How do you want to train? This config defines the training loop and how the other three components work together. What sort of augmentations to apply during training, what learning rate and optimizer to use, what batch size to train with.

In [5]:
# optional
# from dacapo import TrainerConfig

# trainer_config = TrainerConfig()

## Run
Now that we have our components configured, we just need to combine them into a run and start training.

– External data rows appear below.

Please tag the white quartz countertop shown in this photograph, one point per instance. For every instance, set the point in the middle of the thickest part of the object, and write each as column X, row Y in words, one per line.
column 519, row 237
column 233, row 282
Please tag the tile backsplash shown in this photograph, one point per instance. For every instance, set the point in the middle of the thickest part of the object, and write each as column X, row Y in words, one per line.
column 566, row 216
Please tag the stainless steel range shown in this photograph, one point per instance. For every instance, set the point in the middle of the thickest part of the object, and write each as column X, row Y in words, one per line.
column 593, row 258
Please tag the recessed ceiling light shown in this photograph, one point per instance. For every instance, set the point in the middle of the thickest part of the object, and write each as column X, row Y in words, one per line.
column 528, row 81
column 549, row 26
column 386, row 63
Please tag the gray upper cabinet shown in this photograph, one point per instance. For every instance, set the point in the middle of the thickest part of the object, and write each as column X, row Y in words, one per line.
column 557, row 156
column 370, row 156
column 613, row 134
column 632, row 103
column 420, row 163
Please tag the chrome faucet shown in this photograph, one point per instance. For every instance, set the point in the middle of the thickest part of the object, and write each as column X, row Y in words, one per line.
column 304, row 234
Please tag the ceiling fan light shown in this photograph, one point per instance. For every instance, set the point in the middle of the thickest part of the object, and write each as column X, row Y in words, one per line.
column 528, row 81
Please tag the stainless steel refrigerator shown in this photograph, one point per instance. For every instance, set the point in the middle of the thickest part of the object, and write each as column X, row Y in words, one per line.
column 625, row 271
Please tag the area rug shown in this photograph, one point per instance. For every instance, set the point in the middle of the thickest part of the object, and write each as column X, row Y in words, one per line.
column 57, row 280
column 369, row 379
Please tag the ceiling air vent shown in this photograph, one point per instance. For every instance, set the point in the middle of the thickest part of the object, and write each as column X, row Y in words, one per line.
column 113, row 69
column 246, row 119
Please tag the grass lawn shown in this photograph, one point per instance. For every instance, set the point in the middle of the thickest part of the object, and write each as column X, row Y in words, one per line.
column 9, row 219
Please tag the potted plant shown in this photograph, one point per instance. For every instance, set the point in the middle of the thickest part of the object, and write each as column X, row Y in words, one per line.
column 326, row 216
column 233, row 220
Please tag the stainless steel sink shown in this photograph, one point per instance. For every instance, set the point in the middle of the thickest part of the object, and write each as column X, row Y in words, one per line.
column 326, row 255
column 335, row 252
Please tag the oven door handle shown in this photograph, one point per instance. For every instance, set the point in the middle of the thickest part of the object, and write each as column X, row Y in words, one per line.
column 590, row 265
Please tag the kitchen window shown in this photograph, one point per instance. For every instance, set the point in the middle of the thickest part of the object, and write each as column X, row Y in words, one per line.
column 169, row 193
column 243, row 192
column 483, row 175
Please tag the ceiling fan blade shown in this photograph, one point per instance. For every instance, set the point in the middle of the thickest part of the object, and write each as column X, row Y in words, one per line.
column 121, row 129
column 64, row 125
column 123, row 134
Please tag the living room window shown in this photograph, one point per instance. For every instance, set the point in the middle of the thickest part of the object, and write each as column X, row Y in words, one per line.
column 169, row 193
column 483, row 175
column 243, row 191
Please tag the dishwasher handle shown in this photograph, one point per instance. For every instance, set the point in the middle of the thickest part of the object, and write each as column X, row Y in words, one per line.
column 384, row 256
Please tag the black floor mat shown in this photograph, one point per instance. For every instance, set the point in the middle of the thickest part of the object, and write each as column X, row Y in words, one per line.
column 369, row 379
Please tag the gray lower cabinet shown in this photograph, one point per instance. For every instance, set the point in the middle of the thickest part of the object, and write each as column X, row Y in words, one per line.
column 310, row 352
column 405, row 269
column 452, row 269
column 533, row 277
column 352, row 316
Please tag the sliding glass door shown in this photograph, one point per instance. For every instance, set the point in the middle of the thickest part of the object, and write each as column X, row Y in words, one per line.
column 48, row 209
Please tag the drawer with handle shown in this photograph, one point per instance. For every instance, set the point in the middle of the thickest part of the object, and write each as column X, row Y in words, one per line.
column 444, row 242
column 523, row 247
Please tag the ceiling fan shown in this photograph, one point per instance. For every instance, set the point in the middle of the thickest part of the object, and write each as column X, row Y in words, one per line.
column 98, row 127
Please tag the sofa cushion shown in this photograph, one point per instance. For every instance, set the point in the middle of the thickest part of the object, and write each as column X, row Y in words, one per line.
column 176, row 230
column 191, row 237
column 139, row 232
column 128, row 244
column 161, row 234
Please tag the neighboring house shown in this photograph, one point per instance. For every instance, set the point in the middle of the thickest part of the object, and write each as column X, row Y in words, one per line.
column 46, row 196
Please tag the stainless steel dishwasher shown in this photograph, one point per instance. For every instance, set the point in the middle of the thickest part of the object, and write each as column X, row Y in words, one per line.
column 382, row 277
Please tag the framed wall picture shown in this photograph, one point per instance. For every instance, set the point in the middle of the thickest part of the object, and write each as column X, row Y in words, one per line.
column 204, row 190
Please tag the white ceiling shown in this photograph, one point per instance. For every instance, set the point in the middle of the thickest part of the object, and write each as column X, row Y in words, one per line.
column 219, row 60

We can have multiple repetitions of a single set of configs in order to increase our chances of finding an optimum.

In [6]:
# optional
# from dacapo import StartConfig

# start_config = StartConfig(
#     "setup04",
#     "best",
# )

from dacapo import Experiment

experiment = Experiment(
    name="dsb_nuclei", # complain if not unique, allow overwrite, allow load from name
    data_config,
    task_config,
    # architecture_config,
    # trainer_config,
    # start_config,
    num_iterations=200000,
    # num_repetitions=1,
    # validation_interval=5000,
    # overwrite=False, # set to true to overwrite any previous experiment with the same name ( data and models included )
)
# experiment = Experiment.load("dsb_nuclei")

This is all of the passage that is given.